A Bootstrap Study of Confinement in AdS

TL;DR

This paper uses the numerical conformal bootstrap to investigate the phase transition in Yang-Mills theory in AdS4 with Dirichlet boundary conditions, providing non-perturbative constraints and ruling out certain scenarios.

Contribution

It applies the conformal bootstrap to constrain the operator spectrum and phase transition mechanisms in AdS Yang-Mills theory, offering new bounds and refined techniques.

Findings

Ruled out the decoupling of boundary currents.

Disfavored bulk Higgs mechanism based on scalar bounds.
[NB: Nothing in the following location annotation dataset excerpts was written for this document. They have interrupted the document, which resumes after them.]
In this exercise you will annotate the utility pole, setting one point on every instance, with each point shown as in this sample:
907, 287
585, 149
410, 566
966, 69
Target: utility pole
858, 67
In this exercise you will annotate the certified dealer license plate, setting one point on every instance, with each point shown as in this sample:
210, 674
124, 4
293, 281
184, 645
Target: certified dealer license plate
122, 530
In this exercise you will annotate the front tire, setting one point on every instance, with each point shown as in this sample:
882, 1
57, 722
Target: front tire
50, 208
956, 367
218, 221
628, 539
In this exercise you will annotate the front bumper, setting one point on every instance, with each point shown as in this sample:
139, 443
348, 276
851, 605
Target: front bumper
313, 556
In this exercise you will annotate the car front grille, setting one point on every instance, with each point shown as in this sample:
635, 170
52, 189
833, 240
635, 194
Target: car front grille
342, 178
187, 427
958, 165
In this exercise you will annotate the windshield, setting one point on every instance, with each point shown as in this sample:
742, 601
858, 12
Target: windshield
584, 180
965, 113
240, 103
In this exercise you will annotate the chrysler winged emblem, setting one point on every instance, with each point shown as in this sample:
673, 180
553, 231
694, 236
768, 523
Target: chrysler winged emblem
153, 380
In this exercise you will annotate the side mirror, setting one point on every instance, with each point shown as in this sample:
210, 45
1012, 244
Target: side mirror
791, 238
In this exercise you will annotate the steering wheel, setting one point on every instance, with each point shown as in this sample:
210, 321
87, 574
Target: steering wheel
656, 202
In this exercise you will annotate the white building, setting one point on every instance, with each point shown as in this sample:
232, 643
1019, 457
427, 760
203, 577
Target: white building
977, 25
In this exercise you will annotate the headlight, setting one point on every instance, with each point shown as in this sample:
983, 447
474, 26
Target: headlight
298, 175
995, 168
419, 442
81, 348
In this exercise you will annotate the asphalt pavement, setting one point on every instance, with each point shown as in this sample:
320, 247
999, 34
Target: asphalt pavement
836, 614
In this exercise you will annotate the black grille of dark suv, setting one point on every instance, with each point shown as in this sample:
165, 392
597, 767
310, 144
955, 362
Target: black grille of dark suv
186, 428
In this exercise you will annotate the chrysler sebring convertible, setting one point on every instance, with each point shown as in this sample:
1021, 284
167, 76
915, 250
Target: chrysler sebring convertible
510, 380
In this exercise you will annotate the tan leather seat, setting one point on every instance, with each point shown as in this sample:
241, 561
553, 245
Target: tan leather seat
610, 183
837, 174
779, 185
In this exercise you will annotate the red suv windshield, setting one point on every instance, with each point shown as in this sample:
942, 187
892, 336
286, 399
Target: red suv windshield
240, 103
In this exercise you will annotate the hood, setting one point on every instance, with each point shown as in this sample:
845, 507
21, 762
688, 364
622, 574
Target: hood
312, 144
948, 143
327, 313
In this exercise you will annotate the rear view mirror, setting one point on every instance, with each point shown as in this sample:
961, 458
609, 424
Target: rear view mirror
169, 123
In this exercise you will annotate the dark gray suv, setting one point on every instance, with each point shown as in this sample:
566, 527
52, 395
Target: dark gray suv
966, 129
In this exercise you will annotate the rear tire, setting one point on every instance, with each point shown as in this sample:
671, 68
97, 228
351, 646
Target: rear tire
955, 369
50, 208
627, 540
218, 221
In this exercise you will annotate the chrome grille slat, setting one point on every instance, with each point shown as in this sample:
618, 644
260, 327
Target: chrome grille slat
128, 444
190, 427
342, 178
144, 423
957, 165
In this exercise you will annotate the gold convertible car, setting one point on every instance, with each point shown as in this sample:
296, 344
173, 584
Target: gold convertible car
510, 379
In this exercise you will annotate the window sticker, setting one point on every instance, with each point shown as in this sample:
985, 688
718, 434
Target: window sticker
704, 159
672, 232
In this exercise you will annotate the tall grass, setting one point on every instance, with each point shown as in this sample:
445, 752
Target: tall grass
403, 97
Identified transition driven by a scalar singlet becoming marginal.

Abstract

Yang-Mills theory in AdS$_{4}$ with Dirichlet boundary conditions is expected to undergo a transition as the AdS radius varies, since the boundary data is incompatible with confinement in flat space. Various mechanisms have been proposed for the disappearance of the Dirichlet boundary condition. From the boundary viewpoint, the associated $3d$ CFT is a deformation of a generalised free theory of non-Abelian conserved currents, with the deformation governed by the bulk gauge coupling. We test these scenarios by deriving non-perturbative constraints from the numerical conformal bootstrap of the four-point function of non-Abelian conserved currents. We rule out the scenario in which the boundary current decouples. Bounds on the lightest scalar operators disfavour a bulk Higgs mechanism and instead point to a transition driven by a scalar singlet becoming marginal. We also obtain bounds on other scalar operators and on the current central charge, and we refine character-based techniques incorporating parity and charge-conjugation symmetry to determine the operator spectrum of the $3d$ Generalised Free Vector theory. These results may be of independent interest beyond Yang-Mills theory in AdS.